39 lat temu zmarł kardynał Stefan Wyszyński. Czego chciał w Społecznej Krucjacie Miłości?

Szkoda, że wielcy mężowie stanu pojawiają się tak rzadko. Dziś, gdy Polska za sprawą koronawirusa, ale i zachowania opozycji działa w warunkach ekstraordynaryjny przydałby nam się taki ojciec narodu, jak Prymas Wyszyński. Ba, niektórzy okrzyknęli go nawet Interrexem na czas panowania komunizmu w naszym kraju.
 39 lat temu zmarł kardynał Stefan Wyszyński. Czego chciał w Społecznej Krucjacie Miłości?
/ fot. wikipedia/domena publiczna
Całe jego kapłańskie życie, od wikarego do Prymasa, naznaczone było funkcjonowaniem w warunkach ekstraordynaryjnych. Prymasem został w listopadzie 1948 roku i aż do śmierci jako głowa polskiego Kościoła i symbol wolnych Polaków był w pierwszym szeregu osób, które wpływały na historię Polski. W czasie posługi prymasowskiej brał udział w czterech konklawe, był Ojcem Soboru Watykańskiego II. To dzięki jego usilnym staraniom przyjęto w końcu w Kościele tytuł Maryi, jako Matki Kościoła. Politycznie przeszedł wszystkie przesilenia i kryzysy, jakie targały Polską Ludową włącznie z trzyletnim więzieniem. Warto przypomnieć co mówił Polakom w chwilach trudnych, co nam radził, na jakie źródła siły wskazywał.
 

„Stańcie teraz wobec rzeczywistości rodzimej i zapytajcie każdy siebie: Jakiej ja chcę Polski? Czy zastanawiam się nad tym kiedykolwiek? Czy chcesz Polski bezdzietnej, w której tak wiele nienarodzonych Polaków idzie ... do kanałów? Czy chcesz Polski bez wiary w Boga i ludzi, a więc i bez ideałów, bez porywów i wzlotów, bez zdolności do poświęcenia i ofiary? Nawet na froncie w obliczu wroga trzeba w coś wierzyć, aby być zdolnym do bohaterstwa. Ale wiara i poświęcenie potrzebne są nie tylko na froncie wojennym, lecz także na froncie pracy, obowiązku, zawodu, nauki, codziennego trudu i wysiłku. Wszędzie potrzebna jest wiara żywych ludzi w Boga Żywego”  (Warszawa 1972)

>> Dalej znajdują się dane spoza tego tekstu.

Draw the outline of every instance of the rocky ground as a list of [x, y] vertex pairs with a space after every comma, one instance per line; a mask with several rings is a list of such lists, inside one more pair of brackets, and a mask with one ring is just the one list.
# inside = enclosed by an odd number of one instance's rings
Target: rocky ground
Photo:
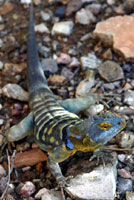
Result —
[[[35, 0], [34, 6], [40, 59], [57, 98], [103, 94], [79, 116], [106, 109], [127, 121], [107, 144], [105, 165], [81, 152], [61, 163], [63, 174], [74, 176], [66, 198], [134, 199], [134, 1]], [[33, 137], [13, 145], [6, 140], [29, 113], [28, 11], [28, 0], [0, 1], [0, 199], [62, 199]]]

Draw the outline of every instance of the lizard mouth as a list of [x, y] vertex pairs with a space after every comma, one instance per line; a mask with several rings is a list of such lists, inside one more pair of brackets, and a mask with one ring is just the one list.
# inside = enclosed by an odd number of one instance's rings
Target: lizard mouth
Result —
[[118, 124], [119, 124], [119, 125], [122, 124], [120, 130], [123, 130], [123, 129], [126, 127], [126, 124], [127, 124], [127, 123], [126, 123], [126, 121], [124, 121], [124, 122], [118, 122]]

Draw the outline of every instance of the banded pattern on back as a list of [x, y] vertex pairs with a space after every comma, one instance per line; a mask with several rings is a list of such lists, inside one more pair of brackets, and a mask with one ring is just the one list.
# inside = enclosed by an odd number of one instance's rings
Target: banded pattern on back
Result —
[[[53, 148], [63, 142], [62, 130], [79, 121], [77, 115], [68, 112], [55, 100], [51, 91], [42, 88], [31, 97], [30, 106], [36, 126], [36, 140]], [[48, 149], [47, 149], [48, 150]]]

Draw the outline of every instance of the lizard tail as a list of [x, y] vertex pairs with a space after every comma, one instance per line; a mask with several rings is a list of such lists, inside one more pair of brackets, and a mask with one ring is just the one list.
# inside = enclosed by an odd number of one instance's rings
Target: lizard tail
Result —
[[30, 20], [28, 30], [28, 50], [27, 50], [27, 77], [29, 93], [36, 91], [39, 88], [46, 88], [47, 81], [41, 67], [39, 55], [36, 45], [36, 35], [34, 30], [34, 9], [33, 3], [30, 5]]

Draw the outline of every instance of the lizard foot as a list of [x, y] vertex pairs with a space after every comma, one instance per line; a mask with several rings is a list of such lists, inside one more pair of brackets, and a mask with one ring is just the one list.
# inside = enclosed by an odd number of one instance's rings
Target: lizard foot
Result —
[[102, 161], [102, 165], [104, 168], [105, 167], [105, 153], [97, 149], [96, 151], [94, 151], [93, 156], [91, 156], [89, 160], [92, 161], [95, 158], [97, 158], [96, 165], [99, 165], [100, 161]]

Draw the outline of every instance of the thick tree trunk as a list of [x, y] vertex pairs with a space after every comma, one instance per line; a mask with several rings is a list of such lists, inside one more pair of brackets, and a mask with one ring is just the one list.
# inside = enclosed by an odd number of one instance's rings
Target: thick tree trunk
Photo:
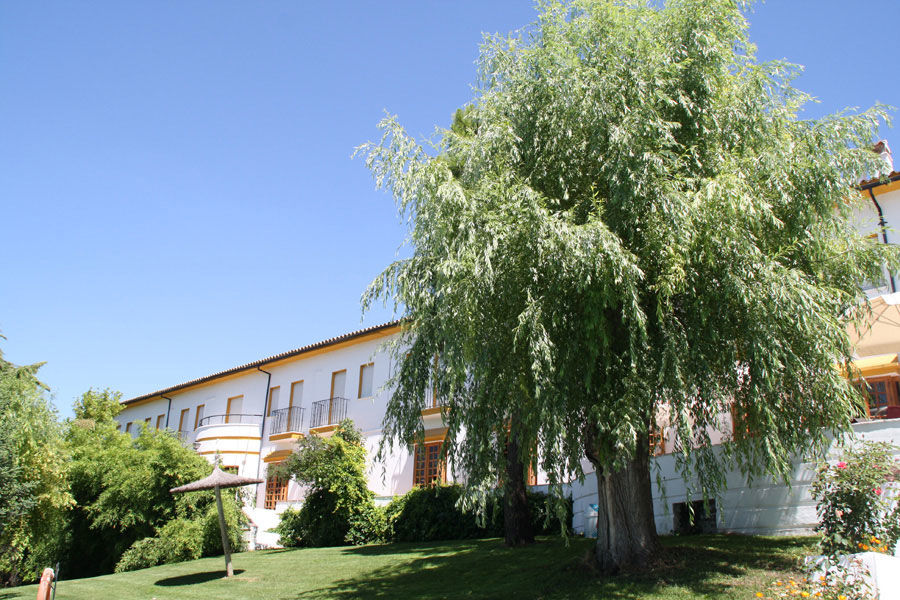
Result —
[[531, 510], [525, 490], [525, 465], [519, 456], [519, 441], [511, 431], [506, 446], [506, 481], [503, 485], [503, 533], [507, 546], [534, 543]]
[[597, 565], [604, 573], [646, 567], [659, 552], [653, 519], [650, 455], [647, 440], [638, 441], [637, 456], [610, 471], [588, 458], [597, 472]]

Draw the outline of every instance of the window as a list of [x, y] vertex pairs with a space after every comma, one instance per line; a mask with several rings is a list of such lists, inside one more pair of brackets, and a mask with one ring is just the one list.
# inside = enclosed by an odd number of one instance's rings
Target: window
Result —
[[441, 458], [443, 442], [416, 444], [413, 462], [413, 485], [429, 486], [446, 481], [446, 469]]
[[223, 471], [225, 471], [226, 473], [231, 473], [232, 475], [238, 474], [238, 468], [235, 466], [221, 466], [219, 468], [222, 469]]
[[131, 421], [125, 423], [125, 433], [131, 433]]
[[178, 417], [178, 431], [184, 432], [187, 431], [188, 424], [188, 414], [190, 414], [191, 409], [185, 408], [181, 411], [181, 416]]
[[359, 394], [357, 398], [368, 398], [372, 395], [372, 375], [375, 373], [375, 363], [359, 366]]
[[266, 479], [266, 501], [263, 508], [275, 510], [275, 504], [287, 500], [288, 482], [286, 479], [270, 477]]
[[[232, 396], [228, 399], [228, 404], [225, 406], [225, 422], [226, 423], [240, 423], [241, 418], [238, 416], [241, 414], [241, 409], [244, 406], [244, 396], [241, 394], [240, 396]], [[237, 419], [232, 421], [232, 416], [236, 416]]]
[[269, 408], [266, 411], [266, 416], [271, 417], [273, 410], [278, 410], [281, 408], [278, 406], [278, 397], [281, 395], [281, 386], [276, 385], [275, 387], [269, 388]]
[[525, 476], [525, 485], [537, 485], [537, 472], [534, 465], [528, 465], [528, 473]]
[[288, 406], [301, 406], [303, 404], [303, 380], [291, 384], [291, 397]]
[[344, 384], [347, 383], [347, 369], [341, 369], [331, 374], [331, 397], [344, 397]]
[[153, 419], [153, 417], [147, 417], [146, 419], [144, 419], [144, 423], [146, 423], [149, 426], [151, 419]]
[[197, 406], [197, 414], [194, 415], [194, 429], [200, 427], [200, 421], [203, 420], [203, 409], [205, 405], [200, 404]]
[[867, 377], [857, 382], [856, 388], [869, 403], [869, 413], [873, 417], [880, 416], [888, 406], [900, 404], [900, 389], [896, 379], [889, 377]]
[[650, 426], [650, 456], [666, 453], [666, 432], [655, 425]]
[[163, 419], [165, 419], [165, 418], [166, 418], [166, 415], [159, 415], [158, 417], [156, 417], [156, 428], [157, 429], [162, 429]]

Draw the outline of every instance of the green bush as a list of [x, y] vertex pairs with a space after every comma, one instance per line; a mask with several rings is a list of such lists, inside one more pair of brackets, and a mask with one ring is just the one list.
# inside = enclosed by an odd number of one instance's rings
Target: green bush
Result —
[[280, 543], [340, 546], [369, 541], [375, 535], [369, 522], [374, 527], [378, 518], [365, 466], [362, 434], [350, 420], [341, 422], [329, 438], [301, 440], [297, 450], [269, 474], [293, 477], [308, 490], [300, 510], [286, 511], [273, 529]]
[[369, 504], [351, 516], [344, 540], [356, 546], [390, 541], [385, 507]]
[[301, 516], [299, 509], [288, 508], [281, 513], [281, 520], [272, 531], [278, 534], [278, 543], [285, 548], [294, 548], [302, 543]]
[[202, 529], [199, 521], [169, 521], [156, 536], [133, 543], [116, 563], [116, 573], [200, 558], [203, 553]]
[[[395, 498], [385, 508], [385, 537], [397, 542], [426, 542], [502, 536], [502, 497], [493, 498], [487, 503], [484, 522], [479, 523], [474, 513], [464, 512], [458, 507], [462, 492], [460, 485], [450, 484], [413, 488], [404, 496]], [[562, 531], [560, 519], [555, 514], [555, 504], [547, 494], [528, 492], [528, 506], [536, 534]], [[570, 530], [571, 498], [566, 503], [563, 522], [566, 530]]]
[[819, 465], [811, 494], [825, 554], [893, 551], [900, 538], [900, 503], [884, 492], [900, 475], [898, 451], [885, 442], [865, 442], [847, 450], [837, 464]]
[[[225, 514], [225, 525], [228, 531], [228, 541], [231, 543], [232, 552], [246, 550], [243, 530], [247, 524], [244, 513], [241, 512], [240, 501], [229, 490], [222, 491], [222, 511]], [[200, 520], [201, 542], [203, 556], [219, 556], [223, 554], [222, 533], [219, 529], [219, 511], [215, 502], [211, 503]], [[174, 562], [174, 561], [173, 561]]]

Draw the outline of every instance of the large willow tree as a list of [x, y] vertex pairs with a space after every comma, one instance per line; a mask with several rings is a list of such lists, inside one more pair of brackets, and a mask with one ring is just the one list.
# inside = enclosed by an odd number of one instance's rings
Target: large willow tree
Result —
[[846, 320], [896, 265], [849, 221], [884, 109], [801, 119], [797, 67], [755, 60], [741, 4], [542, 2], [486, 39], [471, 126], [423, 146], [388, 118], [362, 148], [409, 223], [364, 299], [408, 319], [386, 433], [416, 440], [433, 385], [474, 491], [508, 432], [553, 484], [586, 457], [608, 571], [658, 548], [657, 419], [707, 493], [849, 426]]

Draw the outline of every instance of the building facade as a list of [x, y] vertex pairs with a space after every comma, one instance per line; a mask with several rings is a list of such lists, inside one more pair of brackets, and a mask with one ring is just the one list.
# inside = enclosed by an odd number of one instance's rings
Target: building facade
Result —
[[267, 530], [302, 500], [302, 490], [269, 477], [269, 467], [284, 460], [297, 440], [328, 436], [345, 418], [363, 432], [369, 487], [383, 500], [452, 478], [441, 460], [442, 409], [430, 398], [422, 411], [424, 443], [394, 448], [382, 462], [372, 458], [389, 399], [392, 364], [385, 343], [399, 331], [398, 323], [370, 327], [131, 398], [117, 420], [132, 435], [145, 426], [176, 431], [210, 461], [218, 456], [223, 468], [265, 479], [245, 513], [256, 541], [274, 545], [277, 536]]

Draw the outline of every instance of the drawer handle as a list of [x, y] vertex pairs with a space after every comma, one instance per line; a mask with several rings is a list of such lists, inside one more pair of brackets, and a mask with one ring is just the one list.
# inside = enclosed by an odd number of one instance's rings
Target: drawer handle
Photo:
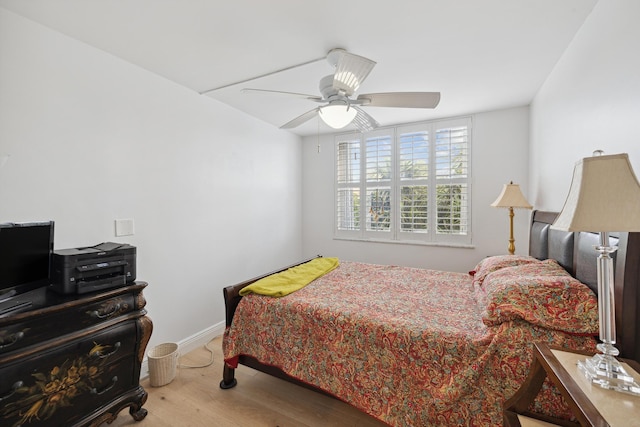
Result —
[[[16, 332], [15, 334], [11, 334], [7, 337], [6, 341], [5, 340], [0, 341], [1, 343], [0, 348], [11, 347], [12, 345], [20, 341], [22, 338], [24, 338], [24, 332], [22, 331]], [[5, 344], [5, 342], [7, 342], [8, 344]]]
[[98, 391], [97, 388], [92, 388], [91, 390], [89, 390], [89, 393], [100, 396], [101, 394], [105, 394], [106, 392], [111, 390], [116, 385], [117, 382], [118, 382], [118, 377], [114, 376], [113, 378], [111, 378], [111, 384], [107, 385], [105, 388], [103, 388], [100, 391]]
[[106, 349], [108, 346], [104, 347], [101, 345], [97, 345], [91, 349], [89, 352], [89, 356], [99, 357], [100, 359], [106, 359], [107, 357], [115, 354], [118, 350], [120, 350], [120, 341], [113, 345], [113, 351], [110, 353], [103, 353], [102, 350]]
[[106, 313], [101, 313], [98, 310], [89, 311], [89, 316], [97, 318], [97, 319], [106, 319], [107, 317], [111, 317], [116, 314], [120, 310], [120, 303], [111, 307], [111, 311]]
[[16, 394], [16, 391], [18, 391], [18, 389], [20, 387], [22, 387], [23, 385], [24, 385], [24, 383], [22, 381], [16, 381], [15, 383], [13, 383], [13, 386], [11, 386], [11, 391], [9, 392], [9, 394], [0, 397], [0, 402], [2, 402], [5, 399], [8, 399], [11, 396], [13, 396], [14, 394]]

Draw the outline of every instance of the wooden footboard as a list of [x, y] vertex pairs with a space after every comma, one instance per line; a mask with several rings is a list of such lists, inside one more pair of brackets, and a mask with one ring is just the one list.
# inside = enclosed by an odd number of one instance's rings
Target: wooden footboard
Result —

"Naród polski ma szlachetne ambicje, aby podnosić się  - jak feniks - z popiołów. Przez całe dziesiątki lat wierzyliśmy nie tylko w Zmartwychwstanie Chrystusa, ale i w zmartwychwstanie Ojczyzny. Wiara, że podniesione będą ciała ludzkie, jak dźwignięte było z grobu Ciało Chrystusa, ta wiara wszczepiona w życie Narodu przez Kościół, budziła ambicję, że nie można się poddać niszczycielskiemu dziełu nienawiści i owocom śmierci. Przeciwnie należy podnieść czoło, dłonie, i zabrać się do dzieła" (Warszawa 1972)

 


Stefan Wyszyński nosił w sobie najszlachetniejsze, nieusuwalne kody polskości. Przesycony polską historią i literaturą często do nich sięgał, w homiliach cytował klasyków, umiał łączyć aktualna sytuację polityczną z różnymi momentami naszych dziejów. W jednej z homilii mówił:
 

„Naród musi zachować swoja bogatą przeszłość i musi się nią szczycić. Wszystko, co o tej przeszłości mówi ma dla młodych pokoleń znaczenie wychowawcze. Polska bowiem ma wspaniałą przeszłość, ma swoje dzieje, kulturę, literaturę, sztukę, rzeźbę. Musimy więc nieustannie nawiązywać do przeszłości! Naród bez przeszłości jest godny współczucia. Naród, który nie może nawiązać do dziejów, który nie może wypowiedzieć się zgodnie ze swoja własną duchowością – jest narodem niewolniczym. Naród, który odcina się od historii, który się jej wstydzi, który wychowuje młode pokolenia bez powiązań historycznych – to naród renegatów! Taki naród skazuje się dobrowolnie na śmierć, podcina korzenie własnego istnienia. (Warszawa 1972).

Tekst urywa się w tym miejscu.